# **Neural Architecture Search (NAS)**
**Neural Architecture Search (NAS)** is a subfield of **AutoML (Automated Machine Learning)** that aims to **automatically design neural network architectures** rather than hand-crafting them.

The idea is to let an algorithm *search* through a space of possible network designs to find one that performs best for a given task (e.g., image classification, detection, or segmentation).

---

## 1. Motivation

Traditionally, researchers manually design architectures like **ResNet**, **DenseNet**, or **Transformer** based on intuition and trial-and-error.
However, there are many hyperparameters and design decisions:

* Number of layers
* Kernel sizes
* Skip connections
* Width/depth of the network
* Type of blocks (conv, attention, etc.)

This manual process is **time-consuming** and often **sub-optimal**.
NAS automates this design process.

---

## 2. General Workflow of NAS

The process can be broken down into **three major components**:

| Component               | Role                                                                                       |
| ----------------------- | ------------------------------------------------------------------------------------------ |
| **Search Space**        | Defines *what* architectures can be explored (e.g., types of layers, connections, etc.)    |
| **Search Strategy**     | Defines *how* architectures are sampled and improved (e.g., RL, evolution, gradient-based) |
| **Evaluation Strategy** | Defines *how* to measure the performance (e.g., train model fully, or use proxy training)  |

---

### (a) **Search Space**

This specifies the **building blocks** and **rules** for generating architectures.

Example:

* Convolution types: 3×3, 5×5, depthwise conv, etc.
* Skip connections allowed or not.
* Number of channels, etc.

Formally, NAS tries to find:
$$
\arg\min_{A \in \mathcal{A}} ; \mathcal{L}_{val}(w^*(A), A)
$$

where

$$
w^*(A) = \arg\min_{w} ; \mathcal{L}_{train}(w, A)
$$

Here:

* $A$ = architecture from search space $\mathcal{A}$
* $w$ = its weights
* $\mathcal{L}_{train}$ = training loss
* $\mathcal{L}_{val}$ = validation loss

So NAS must **optimize both architecture and its weights**.

---

### (b) **Search Strategy**

How to explore the search space efficiently.

#### Common Strategies:

1. **Reinforcement Learning (RL) based NAS**

   * A controller (e.g., RNN) generates architectures.
   * Reward = validation accuracy.
   * Example: **NASNet** (Zoph & Le, 2017).
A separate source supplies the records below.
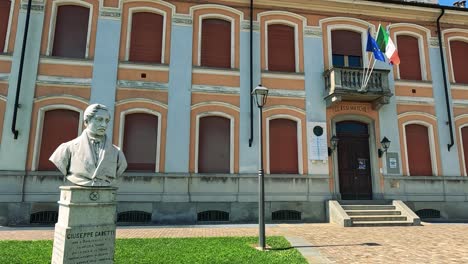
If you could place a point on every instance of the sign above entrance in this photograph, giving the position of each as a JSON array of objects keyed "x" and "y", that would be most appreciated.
[
  {"x": 317, "y": 141},
  {"x": 360, "y": 108}
]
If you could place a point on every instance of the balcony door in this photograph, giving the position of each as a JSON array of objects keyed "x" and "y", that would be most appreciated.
[{"x": 354, "y": 160}]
2. **Evolutionary Algorithms**

   * Start with random architectures.
   * Mutate and recombine top performers.
   * Example: **AmoebaNet** (Real et al., 2019).

3. **Gradient-Based (Differentiable NAS)**

   * Represent architecture choices as continuous parameters.
   * Optimize with gradient descent.
   * Example: **DARTS (Differentiable Architecture Search)**.

---

### (c) **Evaluation Strategy**

Training each candidate model fully is **expensive**.
So evaluation uses approximations:

* **Early stopping:** Train a few epochs only.
* **Weight sharing:** Train a “supernet” that contains all sub-architectures (e.g., **ENAS**).
* **Performance prediction:** Use a small model to predict performance without full training.

---

## 3. Key NAS Variants

| Method                              | Type                            | Example Paper                    |
| ----------------------------------- | ------------------------------- | -------------------------------- |
| **RL-based**                        | Discrete search                 | NASNet (2017)                    |
| **Evolutionary**                    | Discrete search                 | AmoebaNet (2019)                 |
| **Differentiable (Gradient-based)** | Continuous relaxation           | DARTS (2018)                     |
| **One-shot NAS**                    | Weight sharing                  | ENAS (2018), ProxylessNAS (2019) |
| **Hardware-aware NAS**              | Adds latency/energy constraints | FBNet, MnasNet                   |

---

## 4. DARTS Example (Differentiable NAS)

In DARTS, instead of picking a single operation (like 3×3 conv or skip), we use a **weighted sum** of all possible ops:

$$
\tilde{o}(x) = \sum_{i} \alpha_i , o_i(x)
$$

* $\alpha_i$ are learnable architecture parameters (softmax normalized)
* After training, the operation with the highest $\alpha_i$ is chosen for the final architecture.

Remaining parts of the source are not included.